しかし、その新しい「当たり前」は全員同じではないのが現状のようです。
「え!? そんなことしちゃいけないのに......!」
「そんなに頑なにならないでよ!」
「まだまだ我慢するべきなのに......!」
「え!? 飲み会の誘いなんてありえないんですけど!」
なんていうふうに、相手との「当たり前」が合わずイライラ、モヤモヤ。つい感情に任せて言葉を発してしまい、なんだか気まずい雰囲気に......。なんてこともありますよね。
自分の持つルールを破られたとき、人は怒りの感情が生まれる
コロナ禍にあって、人それぞれの「ルール」が明確に分かれてしまうようになったため、対人関係でもストレスが溜まりやすくなっています。モヤモヤやストレスが心のコップに溜まっていくと、なんでもないふとした時に一気にあふれ出してしまうこともあります。
そうならないためにも、どんなふうに心をコントロールすればいいのでしょうか――。
まず理解しておきたい心の働きは、人はみな自分の決めた「ルール」にそって、行動しているということです。そして、その自分の持つルールを破られた時や破っている人を見た時、人は感情が揺れ、怒りを感じます。
その時の感情で、そのまま発言したり行動してしまうと、つい言いすぎてしまったりして関係にヒビが入って後悔につながることがあります。
自分の心が揺れ動いた時、まずは「今自分のルールが破られたのだな」と客観的に受け止めることが大切です。一度受け止め、客観的になることで感情のままに動くことを避けられます。
たとえば、飲み会に誘われたとしましょう。まだまだ大人数で飲むなんて...... と乗り気でない時に、そのまま「大人数で飲むなんてありえません!」などと伝えるのではなく、
「私は遠慮しておくね。」
「私はまだあまり飲み会の気分になれなくて......。」
と主語を「私は」にして思いを伝える「Iメッセージ」を使って、自分の気持ちを伝えましょう。
「私はこう思った」というように伝えられることで反発することなく素直に受け止めてもらえます。
反対に、「どうしてそんなことをするの!」といったように、「あなたは」を主語にして伝えるYouメッセージで伝えられると、相手は責められたり批判されたりしているように感じて反発してしまいますのでご注意を。
怒りやイライラを「Iメッセージ」で伝えてみる
「Iメッセージ」は、円滑なコミュニケーションを行う時に基本的な役割を果たします。
しかし、怒りを伝える時にはポイントがあり、そのまま「私はそう言われて腹が立ったの!」と伝えても、「伝える」効果は半減します。

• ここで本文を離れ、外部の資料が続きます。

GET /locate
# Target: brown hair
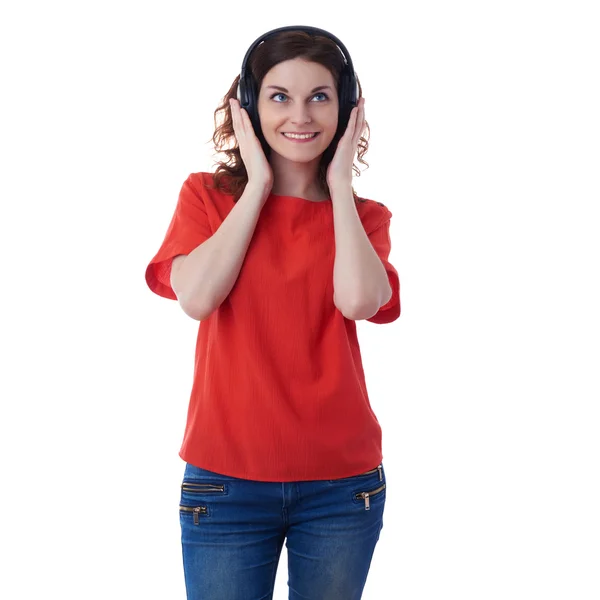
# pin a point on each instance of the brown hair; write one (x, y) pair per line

怒りは二次感情。「怒りの下」には必ず、次のような感情が先にきます。
・悲しい
・さみしい
・傷ついた
・ガッカリした
・不安になった
・焦った
・心配した
まず、「怒りの下」にある感情を見つけて、その気持ち伝えることで、よりうまく相手にも伝わります。
みなさんも「私はそう言われて腹が立ったの」と言われるよりも、「私はそう言われたことで、大切にされていないように思えて悲しかったの」と言われたほうが、素直に話を聞けるのではないでしょうか。
また、「怒りの下」にある感情を見つけることで、自分自身の気持ちも落ち着きます。この「怒りの下」にある感情を、見てみぬふりをしていると、いつの間にか「心のコップ」がいっぱいになってしまうので、注意してくださいね。
自分の心の根本を知ることは、メンタルコントロールにおいて、とても大切なことです!